У них в ванной, после новых порций вина и после того, как я по настоянию Питера впервые в жизни попробовала граппу, я стояла, упершись лбом в холодную стенку и долго, медленно вдыхая. Пол у меня под ногами резко накренился. Я бочком двинулась от двери к раковине, ведя ладонями по стене и понимая, что, если прерву этот контакт, пол снова вздыбится. Склонившись над раковиной, я пустила холодную воду. Сначала кран фыркал и плевался, но потом пошла ровная струя, и тогда я набрала полные пригоршни воды и опустила лицо в этот маленький бассейн. Мне стало немного лучше. Я села на пол, прислонившись затылком к стене и надеясь, что сумею пробраться через гостиную Кары и Питера, подняться по лестнице наверх и достичь своей постели, не выставляя себя на посмешище. При мысли о своих комнатах я посмотрела вверх. Потолок ванной комнаты изгибался сводом, на внутренней части которого кто-то изобразил тучи, грозные и прекрасные. Штормовое небо, клубящееся в огромной чайной чашке. Серые дымные завитки концентрическими кругами расходились из черного центра, словно здесь что-то взорвалось, и точкой детонации был стеклянный глаз посередине – который смотрел вниз на эту комнату, на меня, пробега́л по периметру и возвращался обратно.

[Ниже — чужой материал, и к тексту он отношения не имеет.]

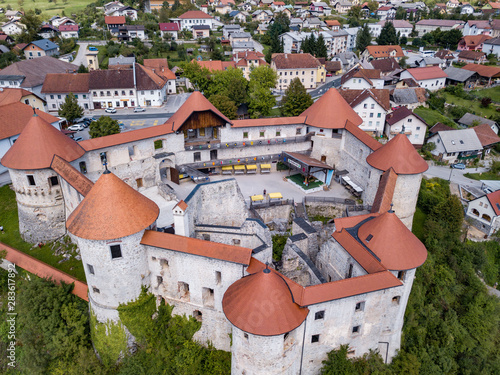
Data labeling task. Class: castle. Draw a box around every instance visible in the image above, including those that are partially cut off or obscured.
[1,89,427,374]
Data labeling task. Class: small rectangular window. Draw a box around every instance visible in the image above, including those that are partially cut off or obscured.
[314,310,325,320]
[109,245,122,259]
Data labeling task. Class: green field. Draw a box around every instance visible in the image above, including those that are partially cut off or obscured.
[2,0,92,21]
[413,107,457,128]
[473,86,500,104]
[0,185,85,282]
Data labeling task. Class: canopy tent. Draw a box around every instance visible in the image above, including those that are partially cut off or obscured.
[280,151,333,185]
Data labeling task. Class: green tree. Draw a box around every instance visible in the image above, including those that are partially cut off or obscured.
[281,78,314,117]
[89,116,120,138]
[356,23,372,53]
[208,94,238,120]
[57,92,83,123]
[377,22,399,46]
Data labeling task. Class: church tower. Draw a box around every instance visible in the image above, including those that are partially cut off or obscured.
[2,114,85,243]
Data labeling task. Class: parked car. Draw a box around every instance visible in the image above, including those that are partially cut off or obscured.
[68,124,84,131]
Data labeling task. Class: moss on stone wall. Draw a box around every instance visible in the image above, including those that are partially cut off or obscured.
[90,310,127,366]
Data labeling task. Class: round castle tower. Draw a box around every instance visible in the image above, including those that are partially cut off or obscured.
[366,134,429,229]
[2,114,85,243]
[66,169,159,323]
[222,268,309,375]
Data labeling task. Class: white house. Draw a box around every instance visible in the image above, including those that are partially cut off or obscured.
[339,89,391,136]
[172,10,215,30]
[400,66,448,91]
[465,190,500,236]
[340,66,384,90]
[385,107,427,148]
[427,129,483,163]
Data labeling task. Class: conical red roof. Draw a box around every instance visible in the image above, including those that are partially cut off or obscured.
[1,115,85,169]
[301,87,363,129]
[165,91,232,131]
[66,172,160,240]
[222,268,309,336]
[358,211,427,271]
[366,134,429,174]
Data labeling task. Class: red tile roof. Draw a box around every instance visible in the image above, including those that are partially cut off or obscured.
[366,46,405,58]
[472,124,500,147]
[222,269,309,336]
[462,64,500,78]
[366,134,429,174]
[1,112,85,169]
[371,168,398,213]
[406,66,448,81]
[66,171,160,241]
[301,88,363,129]
[179,10,213,19]
[141,230,252,265]
[358,211,427,270]
[165,91,232,131]
[104,16,127,25]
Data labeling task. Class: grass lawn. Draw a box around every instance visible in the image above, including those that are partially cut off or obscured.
[473,86,500,103]
[442,91,500,118]
[464,172,500,180]
[286,173,323,190]
[0,185,86,282]
[2,0,92,20]
[412,207,427,241]
[413,107,458,129]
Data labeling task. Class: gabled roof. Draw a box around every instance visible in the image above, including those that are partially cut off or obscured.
[24,39,59,51]
[366,46,405,58]
[0,56,78,87]
[271,53,321,69]
[438,129,483,152]
[406,66,448,81]
[158,22,179,31]
[179,10,213,19]
[66,171,160,241]
[104,16,127,25]
[41,73,89,94]
[366,134,429,174]
[340,89,391,111]
[165,91,232,131]
[385,107,427,125]
[1,113,85,169]
[301,88,363,129]
[460,64,500,78]
[222,268,309,336]
[472,124,500,147]
[141,231,252,266]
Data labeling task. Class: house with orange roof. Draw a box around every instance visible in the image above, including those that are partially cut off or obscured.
[400,66,448,91]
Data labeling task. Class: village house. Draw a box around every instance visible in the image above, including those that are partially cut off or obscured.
[271,53,326,90]
[384,107,427,148]
[339,89,391,137]
[400,66,447,91]
[158,22,179,40]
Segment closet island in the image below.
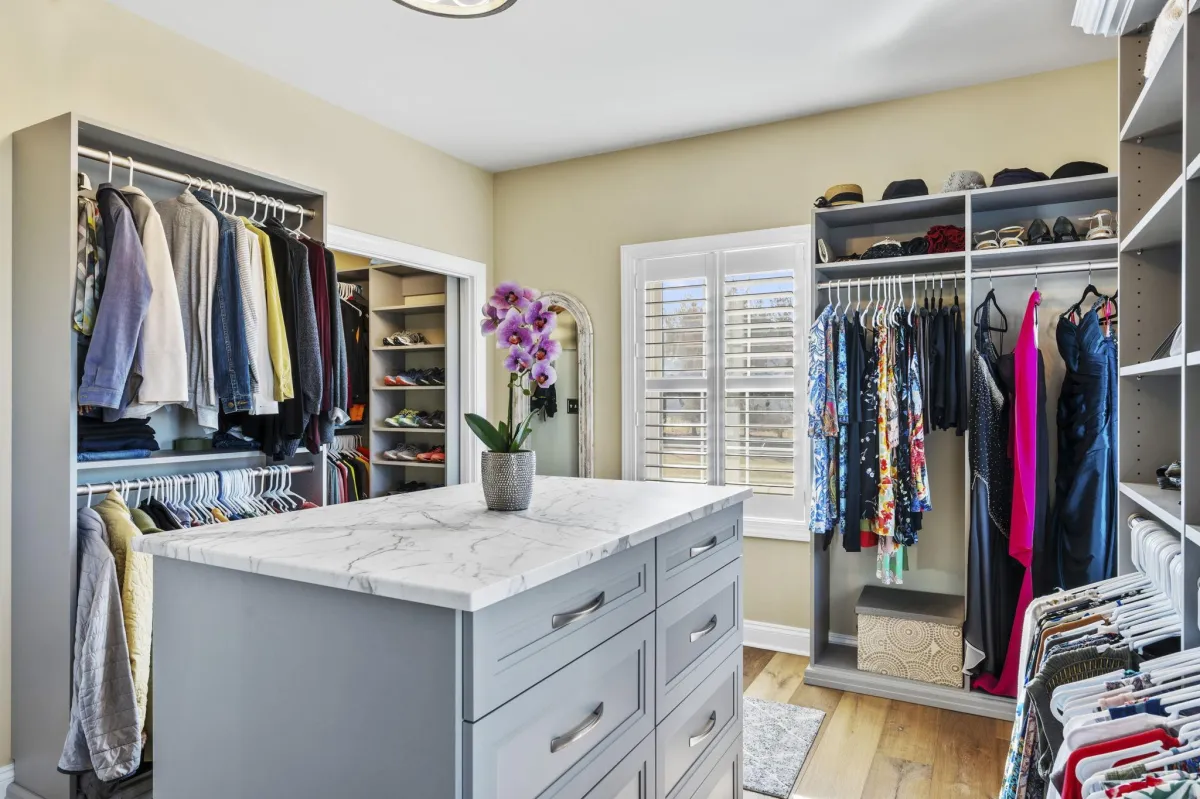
[136,477,750,799]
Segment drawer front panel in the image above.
[656,650,742,799]
[655,505,742,605]
[547,733,654,799]
[463,542,655,721]
[655,558,743,720]
[463,617,654,799]
[679,729,743,799]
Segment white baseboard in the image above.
[743,619,858,657]
[743,620,810,656]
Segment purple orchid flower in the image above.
[479,302,500,336]
[526,300,558,334]
[496,308,533,349]
[530,334,563,364]
[532,361,558,389]
[504,347,533,374]
[488,281,538,311]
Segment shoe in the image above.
[1079,210,1116,241]
[1027,220,1054,245]
[1054,216,1079,244]
[384,444,421,461]
[1154,462,1183,491]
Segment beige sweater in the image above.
[121,186,187,410]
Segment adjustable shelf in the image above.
[1120,23,1184,142]
[1121,355,1183,377]
[1121,482,1183,533]
[1121,175,1186,252]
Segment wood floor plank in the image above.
[931,710,1003,799]
[880,702,940,765]
[792,693,890,799]
[862,752,934,799]
[742,647,775,691]
[744,653,809,702]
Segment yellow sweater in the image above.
[96,491,154,733]
[242,217,295,402]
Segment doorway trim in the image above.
[326,224,487,482]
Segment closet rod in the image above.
[817,272,967,290]
[971,260,1117,278]
[78,145,317,220]
[76,463,316,497]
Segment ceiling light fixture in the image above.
[396,0,517,17]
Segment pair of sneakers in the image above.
[383,444,446,463]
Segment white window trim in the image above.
[620,224,812,541]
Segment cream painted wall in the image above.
[0,0,492,765]
[493,59,1117,633]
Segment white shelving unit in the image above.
[804,174,1118,720]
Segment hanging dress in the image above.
[1033,308,1117,587]
[962,295,1022,678]
[973,289,1049,697]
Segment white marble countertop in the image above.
[133,477,751,611]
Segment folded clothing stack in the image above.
[77,416,158,462]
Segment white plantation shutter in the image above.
[626,229,808,521]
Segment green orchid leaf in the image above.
[463,414,508,452]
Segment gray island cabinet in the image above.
[134,477,750,799]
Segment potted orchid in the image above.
[466,282,563,511]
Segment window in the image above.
[622,227,809,539]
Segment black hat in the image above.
[883,178,929,199]
[814,184,863,208]
[991,167,1050,188]
[1050,161,1109,180]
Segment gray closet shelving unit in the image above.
[7,114,338,799]
[1117,0,1200,648]
[804,162,1118,720]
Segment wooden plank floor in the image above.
[742,647,1012,799]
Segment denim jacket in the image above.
[193,192,253,414]
[79,184,151,410]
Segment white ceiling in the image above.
[105,0,1116,172]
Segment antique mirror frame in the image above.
[514,292,595,477]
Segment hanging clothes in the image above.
[59,507,142,781]
[1033,308,1118,594]
[973,290,1049,696]
[962,292,1022,678]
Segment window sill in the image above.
[745,517,812,542]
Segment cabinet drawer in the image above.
[463,541,654,721]
[679,731,743,799]
[539,733,654,799]
[654,505,742,605]
[654,558,743,720]
[655,650,742,799]
[463,609,654,799]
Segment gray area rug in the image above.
[742,699,824,799]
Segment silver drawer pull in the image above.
[690,615,716,643]
[550,702,609,755]
[550,591,604,630]
[688,535,716,558]
[688,710,716,746]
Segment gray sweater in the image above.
[155,192,218,429]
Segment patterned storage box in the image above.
[854,585,965,687]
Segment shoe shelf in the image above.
[371,344,446,353]
[1121,482,1183,533]
[1121,355,1183,377]
[1120,22,1184,142]
[371,458,446,469]
[1121,175,1186,252]
[971,239,1118,269]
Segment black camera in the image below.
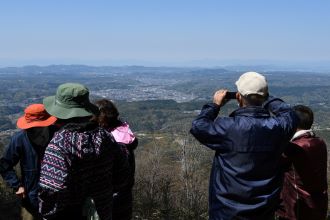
[225,92,237,99]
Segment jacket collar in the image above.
[229,106,270,117]
[291,130,315,141]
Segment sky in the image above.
[0,0,330,67]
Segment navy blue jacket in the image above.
[0,130,40,211]
[190,98,298,220]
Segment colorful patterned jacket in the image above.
[39,123,130,219]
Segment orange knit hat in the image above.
[17,104,57,129]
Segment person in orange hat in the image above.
[0,104,57,219]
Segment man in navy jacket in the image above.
[0,104,57,219]
[190,72,298,220]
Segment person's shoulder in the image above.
[11,130,26,140]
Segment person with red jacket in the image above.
[277,105,328,220]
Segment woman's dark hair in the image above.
[95,99,122,128]
[293,105,314,130]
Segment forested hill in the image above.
[0,65,330,219]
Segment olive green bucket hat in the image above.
[43,83,98,119]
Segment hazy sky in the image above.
[0,0,330,66]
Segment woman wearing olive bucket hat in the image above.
[39,83,129,219]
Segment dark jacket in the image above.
[39,123,129,219]
[1,130,43,210]
[191,98,297,220]
[277,131,328,220]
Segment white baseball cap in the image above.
[235,72,268,96]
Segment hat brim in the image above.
[16,116,57,129]
[43,96,98,119]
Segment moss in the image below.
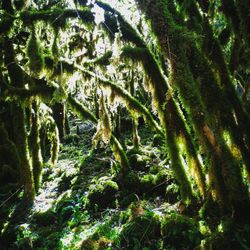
[122,171,140,192]
[20,8,94,27]
[87,177,118,209]
[29,100,43,192]
[161,214,202,250]
[14,0,30,10]
[68,95,97,124]
[26,25,44,75]
[96,1,144,46]
[121,212,160,249]
[83,51,113,66]
[68,95,129,176]
[32,209,57,227]
[129,154,150,170]
[110,135,130,176]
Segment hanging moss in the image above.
[122,47,206,199]
[20,8,94,27]
[4,38,35,205]
[26,25,44,75]
[68,95,129,176]
[96,1,144,47]
[14,0,30,10]
[83,51,112,66]
[92,93,111,148]
[0,123,21,182]
[51,27,59,63]
[67,95,98,124]
[3,84,57,102]
[29,100,43,192]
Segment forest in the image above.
[0,0,250,250]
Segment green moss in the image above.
[14,0,29,10]
[32,209,57,227]
[87,177,118,209]
[96,1,144,46]
[161,214,202,250]
[20,8,94,27]
[26,26,44,75]
[29,100,43,192]
[121,212,160,249]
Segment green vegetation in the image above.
[0,0,250,250]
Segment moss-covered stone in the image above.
[161,214,202,249]
[32,209,56,226]
[87,177,119,209]
[121,213,160,249]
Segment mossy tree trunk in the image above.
[4,37,35,204]
[29,100,43,192]
[136,0,249,214]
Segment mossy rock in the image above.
[62,134,80,144]
[119,193,137,208]
[129,154,151,170]
[81,238,98,250]
[161,214,202,250]
[32,209,56,226]
[166,182,180,204]
[87,177,119,209]
[122,171,140,192]
[139,169,172,196]
[152,134,164,147]
[121,213,160,249]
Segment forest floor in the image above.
[0,118,250,250]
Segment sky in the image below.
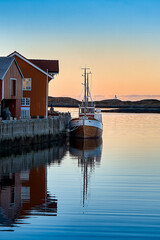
[0,0,160,100]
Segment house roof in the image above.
[8,51,57,79]
[0,57,23,80]
[28,59,59,73]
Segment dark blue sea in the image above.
[0,109,160,240]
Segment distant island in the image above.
[48,97,160,113]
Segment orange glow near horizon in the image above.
[49,49,160,100]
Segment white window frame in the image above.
[21,107,30,119]
[10,78,17,97]
[21,98,31,107]
[22,78,32,91]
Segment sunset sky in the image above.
[0,0,160,100]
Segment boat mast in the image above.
[82,67,89,115]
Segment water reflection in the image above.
[69,138,102,207]
[0,142,67,227]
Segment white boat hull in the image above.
[70,118,103,138]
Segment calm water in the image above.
[0,111,160,240]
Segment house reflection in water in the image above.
[0,142,67,226]
[69,138,102,207]
[0,166,57,226]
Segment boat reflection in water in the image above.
[69,138,102,207]
[0,144,67,227]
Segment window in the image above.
[21,98,30,106]
[10,78,16,97]
[23,78,31,91]
[21,107,30,119]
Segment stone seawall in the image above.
[0,113,71,148]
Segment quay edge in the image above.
[0,113,71,148]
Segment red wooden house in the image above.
[0,57,23,119]
[9,52,59,118]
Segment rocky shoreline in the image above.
[48,97,160,113]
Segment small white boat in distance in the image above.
[70,68,103,138]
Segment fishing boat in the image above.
[69,68,103,138]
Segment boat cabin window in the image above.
[80,108,94,114]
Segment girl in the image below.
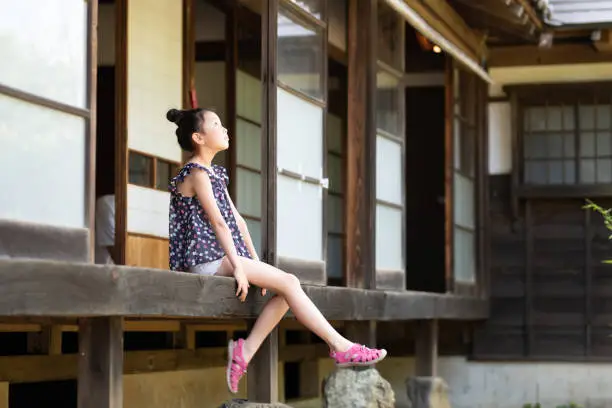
[166,109,387,393]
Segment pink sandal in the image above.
[225,339,248,394]
[329,344,387,367]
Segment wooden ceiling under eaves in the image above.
[448,0,592,47]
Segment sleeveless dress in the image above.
[168,163,251,272]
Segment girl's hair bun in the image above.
[166,109,183,124]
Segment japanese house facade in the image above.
[0,0,612,408]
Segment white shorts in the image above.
[189,258,223,276]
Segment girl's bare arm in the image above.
[225,190,259,261]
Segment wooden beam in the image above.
[415,320,438,377]
[0,259,488,320]
[593,30,612,52]
[422,0,487,57]
[404,0,486,61]
[514,0,542,30]
[78,317,123,408]
[488,44,612,67]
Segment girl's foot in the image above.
[225,339,248,394]
[329,344,387,367]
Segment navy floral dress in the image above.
[168,163,251,272]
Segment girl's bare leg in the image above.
[217,258,353,361]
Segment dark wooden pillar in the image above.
[414,320,438,377]
[247,328,278,402]
[345,0,377,346]
[247,0,278,403]
[78,317,123,408]
[345,0,377,294]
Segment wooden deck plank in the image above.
[0,259,489,320]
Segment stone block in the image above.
[323,367,395,408]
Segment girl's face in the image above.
[194,112,229,152]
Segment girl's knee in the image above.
[283,272,301,290]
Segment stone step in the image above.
[219,399,291,408]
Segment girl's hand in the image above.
[234,266,250,302]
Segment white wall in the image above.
[320,356,612,408]
[489,62,612,174]
[127,0,183,237]
[0,0,88,227]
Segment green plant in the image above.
[584,199,612,262]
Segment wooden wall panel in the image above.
[472,175,612,361]
[125,234,170,269]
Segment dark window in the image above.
[128,152,153,187]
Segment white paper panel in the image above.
[327,154,344,193]
[327,113,344,153]
[376,136,404,205]
[235,119,261,170]
[127,184,170,238]
[327,194,344,233]
[376,204,404,270]
[453,173,476,229]
[0,96,86,227]
[579,105,612,130]
[236,168,261,217]
[454,228,476,282]
[236,71,262,123]
[327,236,343,278]
[276,175,323,261]
[489,102,512,174]
[245,218,262,258]
[0,0,88,107]
[127,0,183,161]
[277,88,323,178]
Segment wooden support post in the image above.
[27,325,62,356]
[247,0,278,403]
[345,0,378,346]
[345,0,377,289]
[78,317,123,408]
[0,382,9,408]
[415,320,438,377]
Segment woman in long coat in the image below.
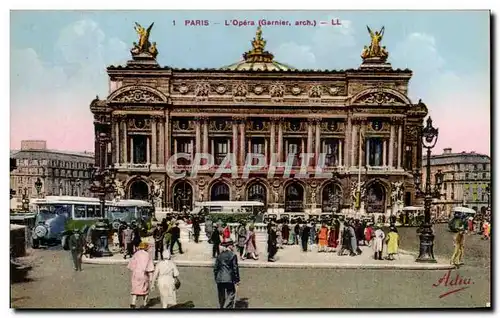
[373,226,385,260]
[328,221,340,250]
[244,225,259,259]
[151,250,179,308]
[127,242,155,308]
[318,223,328,252]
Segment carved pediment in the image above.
[352,89,411,105]
[108,86,167,104]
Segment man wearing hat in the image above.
[68,229,85,271]
[214,238,240,309]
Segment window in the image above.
[86,205,100,218]
[214,139,229,165]
[367,138,383,167]
[286,139,301,166]
[323,139,339,167]
[74,205,85,219]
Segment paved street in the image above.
[11,226,490,308]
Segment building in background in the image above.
[10,140,94,209]
[90,28,427,214]
[422,148,491,215]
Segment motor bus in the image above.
[30,196,110,248]
[107,200,154,231]
[448,206,476,232]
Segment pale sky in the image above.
[10,10,490,155]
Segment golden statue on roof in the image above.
[243,26,274,63]
[130,22,158,58]
[361,26,389,62]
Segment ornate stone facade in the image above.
[90,26,427,213]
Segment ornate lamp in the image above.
[35,178,42,197]
[413,117,443,263]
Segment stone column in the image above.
[151,116,158,165]
[365,139,370,166]
[163,112,172,164]
[130,137,134,164]
[314,119,321,162]
[203,118,209,153]
[398,124,403,170]
[239,120,246,166]
[343,115,352,167]
[146,136,151,163]
[113,117,121,164]
[307,119,314,153]
[278,120,283,162]
[158,118,166,165]
[232,118,239,160]
[194,118,201,154]
[388,120,396,168]
[269,118,276,158]
[350,125,359,167]
[382,139,387,167]
[338,139,343,167]
[357,122,366,168]
[122,118,128,163]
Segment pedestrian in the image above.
[132,222,141,252]
[450,228,465,268]
[214,238,240,309]
[236,221,247,258]
[222,224,231,243]
[373,225,385,260]
[281,219,290,245]
[192,216,201,243]
[243,225,259,260]
[127,242,155,308]
[151,250,180,308]
[153,223,165,261]
[276,220,283,248]
[348,222,361,255]
[210,223,221,258]
[386,227,399,261]
[318,222,328,252]
[123,225,134,259]
[68,229,85,271]
[328,220,340,252]
[267,222,278,262]
[170,221,184,255]
[364,223,373,246]
[205,217,214,244]
[299,224,311,252]
[293,219,301,245]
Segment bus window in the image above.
[73,205,86,219]
[87,205,100,218]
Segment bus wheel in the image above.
[31,239,40,249]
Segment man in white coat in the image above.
[373,226,385,260]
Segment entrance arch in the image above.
[321,182,342,213]
[285,182,304,212]
[365,182,386,213]
[129,180,149,201]
[172,181,193,212]
[247,182,267,205]
[210,182,229,201]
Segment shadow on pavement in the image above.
[234,298,248,309]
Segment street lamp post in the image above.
[414,117,443,263]
[90,133,116,256]
[35,178,42,198]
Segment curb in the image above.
[83,257,455,270]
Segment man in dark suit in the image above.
[68,229,85,271]
[170,222,184,255]
[214,238,240,309]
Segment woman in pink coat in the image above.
[128,242,155,308]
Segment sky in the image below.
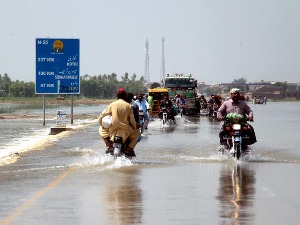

Кара меня здесь и нашла – с головой над унитазом, извергающей изо рта непереваренные макароны и какую-то мерзкую красную жижу. Меня рвало так сильно, что я даже не ощущала смущения. Она собрала мои волосы в пучок, отведя их от лица, и держала так, потирая мне спину, пока меня выворачивало. Когда я смогла сесть, она протянула мне холодное влажное полотенце и стакан воды. Все та же Кара помогла мне встать и провела через их пустую комнату (Питер, видимо, уже лег спать) обратно по коридору, через дверь, обитую сукном, и я без конца извинялась, а она просила меня не переживать и говорила, что в следующий раз обязательно заставит меня съесть побольше, приготовит еду пораньше. Она усадила меня на мою кровать, сняла с меня туфли и попыталась расстегнуть на мне платье, но я замахала на нее руками, поблагодарила и сказала, что справлюсь. Я не так сильно напилась, чтобы забыть, что на мне белье матери.
Утром я проснулась, ощущая, как пересох у меня язык, а стоило мне повернуть голову – и где-то за глазами вспыхивала боль. Позже меня окончательно разбудил какой-то шум за дверью, ведущей ко мне на чердак, и когда я достаточно пришла в себя, чтобы решиться открыть ее, то увидела под дверью конверт, на котором чернилами, с изысканными завитушками, было написано: «Фрэнсис». Я сохранила лежавшую внутри записку – спрятала ее в карман одного из своих чемоданов. Если бы меня спросили, почему я это сделала, я могла бы ответить, что это первое в моей жизни письмо от друга. Но при этом я имела бы в виду, что это письмо от моего первого настоящего друга.
Дорогая Фрэнсис, Питер передает свои извинения и надеется, что вы не держите на него зла за вчерашний вечер. Пожалуйста, ради всего святого, не делайте ничего поспешного. Я могу себе представить, как вам сейчас нехорошо. Просто побудьте немного в постели.
Ваша Кара.
Я снова заглянула в конверт. На дне болтались две белые таблетки, и на каждой было выбито: «Аспирин».